Доказать ему, что мне не противно и не сложно, я не мог, как ни пытался. И даже то, что мы, блядь, братья, ему было побоку.
Так мы и существовали. Саня молчал, а я боялся спрашивать.
Но на четвертый день он заговорил сам. Я привычно сидел в кресле с ноутом на коленях, в очередной раз пытаясь хоть на немного продвинуть прогресс проекта. Впрочем, весь прогресс состоял только в том, что я тупо сёрфил в интернете в поисках непонятно чего. А когда Саня позвал меня, я с удивлением обнаружил себя читающим какую-то статью по психологии.
– Проснулся? – интересуюсь, закрывая крышку.
– Минут пятнадцать назад, – отзывается мелкий. – Что ты там читал?
– По работе, – не говорить же ему про чертову статью.
– Что по работе? – Саня ерзает, пытаясь спрятать ногу под одеяло.

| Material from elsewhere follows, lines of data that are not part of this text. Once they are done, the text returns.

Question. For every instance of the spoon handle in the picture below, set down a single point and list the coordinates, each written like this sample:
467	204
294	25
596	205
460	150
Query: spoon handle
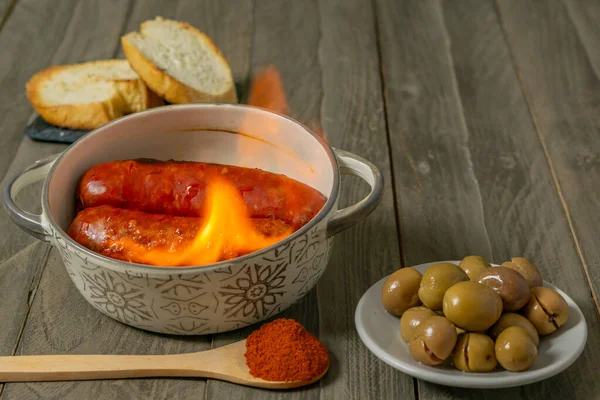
89	367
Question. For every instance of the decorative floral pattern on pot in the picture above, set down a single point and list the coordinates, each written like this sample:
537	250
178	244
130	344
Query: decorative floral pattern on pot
192	303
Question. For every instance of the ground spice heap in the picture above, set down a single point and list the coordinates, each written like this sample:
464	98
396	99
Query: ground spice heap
282	350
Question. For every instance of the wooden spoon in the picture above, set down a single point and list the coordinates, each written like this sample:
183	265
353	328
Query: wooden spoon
226	363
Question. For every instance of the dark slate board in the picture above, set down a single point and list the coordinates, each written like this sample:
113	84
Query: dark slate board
45	132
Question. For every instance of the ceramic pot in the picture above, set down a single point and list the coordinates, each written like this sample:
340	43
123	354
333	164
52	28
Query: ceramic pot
204	299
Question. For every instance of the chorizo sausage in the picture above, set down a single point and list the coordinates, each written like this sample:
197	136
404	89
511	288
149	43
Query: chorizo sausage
133	236
178	188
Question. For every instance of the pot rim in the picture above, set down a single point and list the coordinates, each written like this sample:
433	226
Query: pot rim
125	265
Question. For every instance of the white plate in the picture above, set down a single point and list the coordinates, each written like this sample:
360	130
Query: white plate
380	332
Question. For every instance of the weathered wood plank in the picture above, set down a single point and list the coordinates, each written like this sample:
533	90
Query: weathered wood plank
463	104
61	321
564	102
584	15
5	9
19	278
566	110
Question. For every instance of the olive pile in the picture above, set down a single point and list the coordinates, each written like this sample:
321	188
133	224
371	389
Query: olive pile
474	315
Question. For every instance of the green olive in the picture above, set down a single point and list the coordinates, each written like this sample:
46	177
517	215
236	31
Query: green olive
515	351
436	280
472	306
433	340
400	291
411	319
474	352
509	284
527	269
473	265
547	310
512	319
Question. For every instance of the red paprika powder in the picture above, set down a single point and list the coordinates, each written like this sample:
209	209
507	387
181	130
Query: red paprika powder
282	350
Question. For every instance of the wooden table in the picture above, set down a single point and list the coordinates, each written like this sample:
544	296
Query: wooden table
483	116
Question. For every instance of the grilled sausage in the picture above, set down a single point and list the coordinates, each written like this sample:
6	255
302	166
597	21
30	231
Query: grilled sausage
155	239
178	188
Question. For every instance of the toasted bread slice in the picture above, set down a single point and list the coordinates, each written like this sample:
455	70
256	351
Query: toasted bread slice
87	95
179	62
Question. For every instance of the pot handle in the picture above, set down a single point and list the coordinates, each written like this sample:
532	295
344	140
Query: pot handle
351	164
30	223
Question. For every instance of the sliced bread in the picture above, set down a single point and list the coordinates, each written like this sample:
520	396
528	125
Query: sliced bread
179	62
87	95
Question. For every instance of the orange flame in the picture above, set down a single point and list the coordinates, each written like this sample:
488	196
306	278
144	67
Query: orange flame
227	232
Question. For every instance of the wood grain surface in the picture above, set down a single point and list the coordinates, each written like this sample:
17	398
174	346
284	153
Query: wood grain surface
562	89
481	115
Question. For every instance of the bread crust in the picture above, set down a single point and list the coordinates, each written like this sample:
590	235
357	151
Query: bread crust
165	85
131	95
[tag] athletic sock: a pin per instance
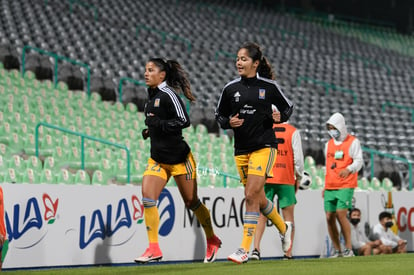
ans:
(249, 227)
(270, 212)
(152, 219)
(204, 218)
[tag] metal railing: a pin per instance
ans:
(164, 35)
(327, 86)
(367, 61)
(374, 152)
(57, 57)
(398, 106)
(83, 136)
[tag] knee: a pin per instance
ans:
(191, 203)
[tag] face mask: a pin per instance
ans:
(334, 133)
(355, 221)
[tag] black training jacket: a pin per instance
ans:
(252, 98)
(165, 127)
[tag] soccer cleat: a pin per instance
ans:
(255, 255)
(348, 253)
(239, 257)
(287, 237)
(336, 254)
(150, 255)
(213, 244)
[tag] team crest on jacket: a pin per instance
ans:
(262, 93)
(237, 97)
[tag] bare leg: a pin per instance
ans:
(333, 229)
(261, 225)
(288, 215)
(345, 226)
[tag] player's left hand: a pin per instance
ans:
(276, 117)
(344, 173)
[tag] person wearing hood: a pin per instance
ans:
(343, 161)
(391, 240)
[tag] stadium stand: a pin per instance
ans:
(323, 67)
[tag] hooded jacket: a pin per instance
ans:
(252, 99)
(354, 153)
(166, 116)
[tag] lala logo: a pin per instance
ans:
(115, 223)
(25, 225)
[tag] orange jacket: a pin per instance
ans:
(2, 223)
(337, 159)
(284, 167)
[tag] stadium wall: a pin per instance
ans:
(74, 225)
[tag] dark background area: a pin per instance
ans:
(398, 14)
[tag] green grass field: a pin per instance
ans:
(382, 264)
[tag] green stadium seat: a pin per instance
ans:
(12, 176)
(52, 164)
(132, 108)
(64, 176)
(31, 176)
(107, 167)
(99, 178)
(92, 158)
(5, 150)
(47, 145)
(47, 176)
(34, 163)
(82, 177)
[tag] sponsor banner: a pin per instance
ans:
(63, 225)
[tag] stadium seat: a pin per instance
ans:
(82, 177)
(64, 176)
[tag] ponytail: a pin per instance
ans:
(175, 76)
(265, 68)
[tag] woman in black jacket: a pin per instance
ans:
(166, 116)
(250, 105)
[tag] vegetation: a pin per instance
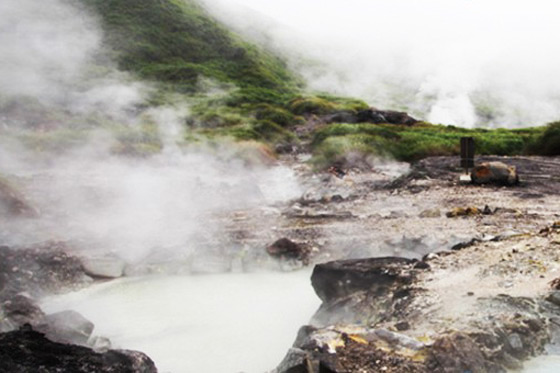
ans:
(340, 141)
(176, 42)
(549, 142)
(236, 90)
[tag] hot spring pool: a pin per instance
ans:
(204, 323)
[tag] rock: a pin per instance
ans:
(457, 353)
(515, 342)
(373, 115)
(338, 279)
(295, 361)
(463, 211)
(67, 327)
(399, 340)
(554, 297)
(21, 310)
(495, 173)
(287, 249)
(26, 350)
(100, 344)
(13, 203)
(401, 326)
(40, 269)
(430, 213)
(107, 267)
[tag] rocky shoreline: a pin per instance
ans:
(32, 341)
(459, 277)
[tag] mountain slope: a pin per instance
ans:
(177, 41)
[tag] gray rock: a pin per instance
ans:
(100, 344)
(515, 342)
(554, 298)
(108, 267)
(67, 327)
(399, 339)
(296, 360)
(494, 173)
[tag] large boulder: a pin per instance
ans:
(105, 267)
(67, 327)
(494, 173)
(285, 248)
(371, 115)
(363, 291)
(26, 350)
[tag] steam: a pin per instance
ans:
(468, 63)
(51, 53)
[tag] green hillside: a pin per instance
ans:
(176, 42)
(181, 50)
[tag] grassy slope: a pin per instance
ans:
(334, 142)
(175, 42)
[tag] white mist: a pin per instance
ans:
(459, 62)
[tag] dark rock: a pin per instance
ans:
(371, 115)
(20, 310)
(494, 173)
(554, 297)
(38, 269)
(421, 265)
(338, 279)
(26, 350)
(285, 248)
(457, 353)
(401, 326)
(515, 342)
(13, 203)
(67, 327)
(295, 361)
(385, 116)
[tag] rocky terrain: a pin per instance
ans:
(417, 271)
(481, 305)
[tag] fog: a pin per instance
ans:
(468, 63)
(86, 192)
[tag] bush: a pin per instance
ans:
(549, 142)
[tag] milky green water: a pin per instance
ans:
(207, 323)
(543, 364)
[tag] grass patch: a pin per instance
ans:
(177, 41)
(340, 141)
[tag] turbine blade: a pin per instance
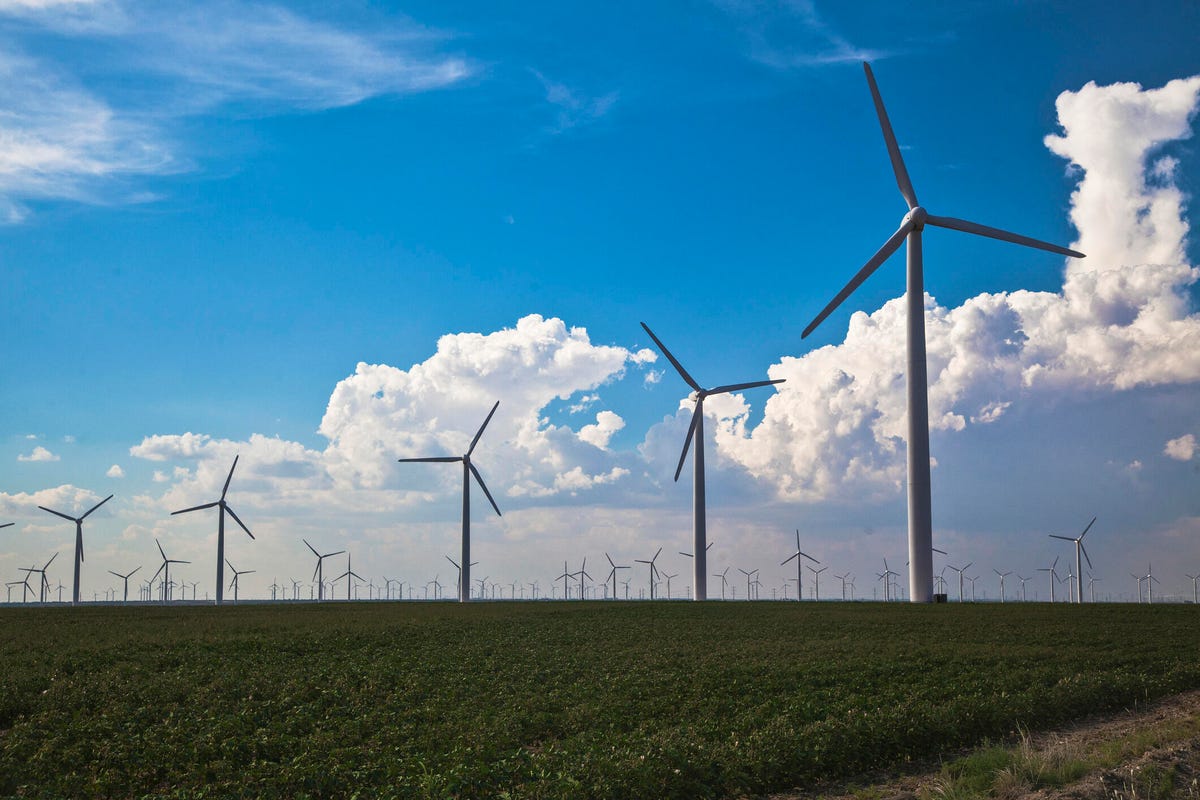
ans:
(889, 138)
(57, 513)
(231, 476)
(480, 432)
(996, 233)
(1087, 529)
(691, 432)
(207, 505)
(237, 519)
(479, 479)
(737, 388)
(683, 373)
(891, 246)
(96, 506)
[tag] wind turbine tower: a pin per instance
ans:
(78, 522)
(1079, 566)
(223, 510)
(696, 431)
(921, 521)
(468, 469)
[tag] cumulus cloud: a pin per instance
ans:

Сегодня больше слов, чем обычно.
– Статью про японские фильтры для воды, – поднимаюсь и подхожу к его постели. Поправляю одеяло, укрывая его нормально.
– Херь какая, – морщится Саня.
– Ага, – соглашаюсь с ним. – Хочешь чего-нибудь? Есть, пить, в туалет?
– Пить, – просит мелкий.
Молча наливаю в стакан воду из бутылки, кладу туда соломинку, чтобы не больно было губам, и отдаю.
Саня кивает в благодарность и пытается приподняться. Помогаю ему. И в голове вспышкой проносится образ: Марат, точно так же поддерживающий Хриса.
Я все же оказался у больничной койки своего младшего брата.
– Они меня так и не трахнули, знаешь? – вдруг негромко говорит Саня, сжимая в пальцах соломинку. – Только засунули в меня... – он осекается, поднимает на меня глаза.
Переминаюсь с ноги на ногу, сжимая кулаки в карманах толстовки. Блядь, как все сложно-то. С одной стороны, нужно, наверное, чтобы он рассказал, а с другой, слышать все это...
– Врач сказал мне, – выдавливаю. – Но все не так серьезно, как могло бы быть.
– Жаль, что они были в перчатках, – Саня все издевается над несчастной соломинкой, больше не глядя на меня. – Может, подцепили бы от меня заразу.
Что на это ответить я не знаю.
– Я думал, что они меня прикончат, – мелкий пытается поставить стакан на тумбочку, но не дотягивается и стакан выскальзывает из его пальцев. Чудом успеваю подхватить его. Ставлю на место.
– Это все к лучшему, – говорит Саня, разглядывая свои подрагивающие пальцы.
Блядь, о чем он это?
– Что к лучшему? – интересуюсь напряженно.
– Что я тебя не послушался, и они меня забрали. Ментам меньше работы. Они накрыли всех ублюдков разом.
– Не ценой твоего здоровья, придурок, – выходит резко. Отворачиваюсь, чтобы не сказать еще чего-нибудь неуместного.
– Жень... – громко говорить мелкому больно из-за синяков на шее. – Но это ведь правда.
Конечно правда. Которая мне не нравится. Ебал я потому что такую правду.
Так Сане и говорю.
Он неожиданно хихикает, но потом кашляет, зажимает нос рукой. Отдаю ему салфетку, чтобы мог высморкаться.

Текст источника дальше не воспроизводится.